Hi Mo,

before going into criticizing things, I would like to thank you for your
continued work in the AI space. In particular, your way of classifying
models into different degrees of freedom demonstrates how much you care
about Debian's values. I see that your focus is on enabling users and
that's amazing!

On Sun, Jan 12, 2025 at 05:01:33PM -0500, M. Zhou wrote:
> One long term goal of debian deep learning team is to host an LLM with
> the team's AMD GPUs and expose it to the members. That said, the necessary
> packages to run that kind of service are still missing from our archive.
> It is a good way to use existing GPUs any way.

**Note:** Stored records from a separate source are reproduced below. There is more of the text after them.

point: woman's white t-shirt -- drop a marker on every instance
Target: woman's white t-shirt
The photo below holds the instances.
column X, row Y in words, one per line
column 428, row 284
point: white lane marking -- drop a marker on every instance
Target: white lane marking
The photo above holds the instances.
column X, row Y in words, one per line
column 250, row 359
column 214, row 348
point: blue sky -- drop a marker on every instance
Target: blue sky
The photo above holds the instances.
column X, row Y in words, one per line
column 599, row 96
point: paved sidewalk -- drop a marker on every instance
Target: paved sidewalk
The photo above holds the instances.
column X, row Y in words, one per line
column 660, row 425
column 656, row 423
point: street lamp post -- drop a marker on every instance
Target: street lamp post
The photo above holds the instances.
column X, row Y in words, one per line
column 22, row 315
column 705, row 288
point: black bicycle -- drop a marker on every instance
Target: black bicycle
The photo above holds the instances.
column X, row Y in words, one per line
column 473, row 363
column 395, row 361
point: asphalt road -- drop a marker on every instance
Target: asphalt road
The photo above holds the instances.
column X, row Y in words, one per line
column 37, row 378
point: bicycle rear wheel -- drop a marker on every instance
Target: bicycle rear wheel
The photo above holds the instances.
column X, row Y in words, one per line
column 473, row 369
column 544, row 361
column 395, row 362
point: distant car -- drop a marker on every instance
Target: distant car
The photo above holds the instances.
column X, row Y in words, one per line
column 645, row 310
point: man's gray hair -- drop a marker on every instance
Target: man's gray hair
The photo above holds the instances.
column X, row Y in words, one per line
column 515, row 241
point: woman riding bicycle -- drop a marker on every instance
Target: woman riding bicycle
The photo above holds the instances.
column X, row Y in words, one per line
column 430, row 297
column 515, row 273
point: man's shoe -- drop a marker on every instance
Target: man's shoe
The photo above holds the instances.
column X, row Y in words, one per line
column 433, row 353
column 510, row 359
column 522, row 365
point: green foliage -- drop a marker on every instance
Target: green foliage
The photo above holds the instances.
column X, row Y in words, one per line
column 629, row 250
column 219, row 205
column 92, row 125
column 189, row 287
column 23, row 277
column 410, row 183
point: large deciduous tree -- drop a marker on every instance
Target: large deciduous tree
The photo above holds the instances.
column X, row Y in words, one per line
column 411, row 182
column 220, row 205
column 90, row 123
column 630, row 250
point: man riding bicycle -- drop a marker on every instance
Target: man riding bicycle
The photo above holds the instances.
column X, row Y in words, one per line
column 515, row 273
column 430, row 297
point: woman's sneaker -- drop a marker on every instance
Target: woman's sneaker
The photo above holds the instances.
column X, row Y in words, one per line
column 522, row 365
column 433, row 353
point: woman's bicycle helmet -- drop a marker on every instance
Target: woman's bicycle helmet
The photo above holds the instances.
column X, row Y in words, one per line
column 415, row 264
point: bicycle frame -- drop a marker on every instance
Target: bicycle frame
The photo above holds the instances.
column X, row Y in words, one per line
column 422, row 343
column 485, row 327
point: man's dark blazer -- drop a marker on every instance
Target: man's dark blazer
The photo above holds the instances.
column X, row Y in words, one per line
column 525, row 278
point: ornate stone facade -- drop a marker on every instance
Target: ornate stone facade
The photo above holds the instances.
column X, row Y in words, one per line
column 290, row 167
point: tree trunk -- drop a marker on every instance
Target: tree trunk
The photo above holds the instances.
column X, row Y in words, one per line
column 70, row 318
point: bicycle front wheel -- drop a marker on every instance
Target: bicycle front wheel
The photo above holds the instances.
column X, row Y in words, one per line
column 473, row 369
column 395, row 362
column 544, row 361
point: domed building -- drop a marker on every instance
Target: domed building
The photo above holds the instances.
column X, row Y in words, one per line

Disregarding the ecological and political aspects that have been
discussed elsewhere at length, let me also note that successfully using
a LLM is not trivial. Whether you get something useful very much depends
on what you ask. Typically, you should expect that something between 30%
and 70% of answers are factually wrong in some regard. As a result,
asking questions where the answer is not verifiable is not very useful.
Using the answers without verifying them poses a risk to us as a
community that myths are propagated and become harder to falsify. We are
talking about ai dementia already and can observe it happening. How do
you see us mitigating this problem?

That said, it can be useful to use a LLM if your premise is that you
verify the answer. For instance if you are searching for a library
function that does something particular, searching the documentation can
be time consuming. Describing your function to a LLM and then looking up
the documentation of the presented suggestions has a significant chance
of turning up something useful (in addition to the rubbish included).
Likewise, searching for a particular statement in a mailing list thread
can be a daunting task where a LLM may be able to interpret your vague
memory sufficiently well that it can provide a few candidates.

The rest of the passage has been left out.